Quarta-feira à noite Lisboa parecia abandonada. Por
quê? Por causa das "férias". Mais precisamente
do feriado (quinta-feira), da "ponte" (sexta-feira),
do fim-de-semana e da tradicional tolerância de
segunda-feira. Não sei quanto tempo de trabalho se
perdeu (milhões de horas, com certeza), por causa de
um calendário religioso que já ninguém respeita e já
ninguém sabe sequer o que significa. Tudo serve para
as pessoas se precipitarem para longe do lugar onde
trabalham e vivem. Em muitas regiões do país, a taxa
de ocupação de hotéis passou os 90 por cento; no
Algarve (apesar do frio e da ameaça de chuva) chegou
quase aos 100 por cento. Até a serra da Estrela
está, por assim dizer, "cheia". A Madeira também.
Nem o Alqueva (para passeios de barco) escapou. E
parece que não há um lugar numa única pousada.
Isto em Portugal. Dezenas de milhares de portugueses
foram quatro ou cinco dias para o estrangeiro. A
maioria (estranhamente) para o Brasil e (compreensivelmente)

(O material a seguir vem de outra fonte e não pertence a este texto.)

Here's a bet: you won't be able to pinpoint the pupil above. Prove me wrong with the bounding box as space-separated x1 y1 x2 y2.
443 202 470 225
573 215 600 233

para Espanha. O resto para a "Europa". Como quando
se vê o parque automóvel, em Lisboa ou na estrada
para o Algarve, uma pergunta vem sempre à cabeça:
onde arranja esta gente o dinheiro? Claro que os
voos são baratos, que se aproveitam os descontos da
"época baixa", que se fica em casa de família ou de
amigos, que se come mal e que se gasta pouco
(excepto provavelmente em compras). Mesmo assim não
se percebe uma capacidade de viajar tão inesperada e
maciça. E não acredito que, por subtil que seja a
ginástica financeira, a extravagância não se pague
caro (pelo menos, durante um tempo) em desequilíbrio
financeiro e privações que doem.
Aeconomia continua semiestagnada; os salários reais
descem (ou não aumentam); e sobem impostos de vária
ordem, a taxa de juro, o desemprego. Pior ainda, o
endividamento das famílias (tirando a Holanda) é o
maior da "Europa" (88,4 por cento do PIB) e a
poupança baixíssima. O país que freneticamente
desandou para se divertir nestas férias que o Estado
resolveu inventar é pobre, não tem um tostão de
reserva na gaveta e tem à porta uma bicha de
credores. Como se explica esta radical
irracionalidade? Só partindo do princípio que os
portugueses não acreditam e não se interessam pelo
futuro. Aprenderam com a experiência que o futuro
não traz nada de bom e vivem hoje como se o mundo
acabasse amanhã. O eng. Sócrates não lhes deu
qualquer razão para pensar o contrário.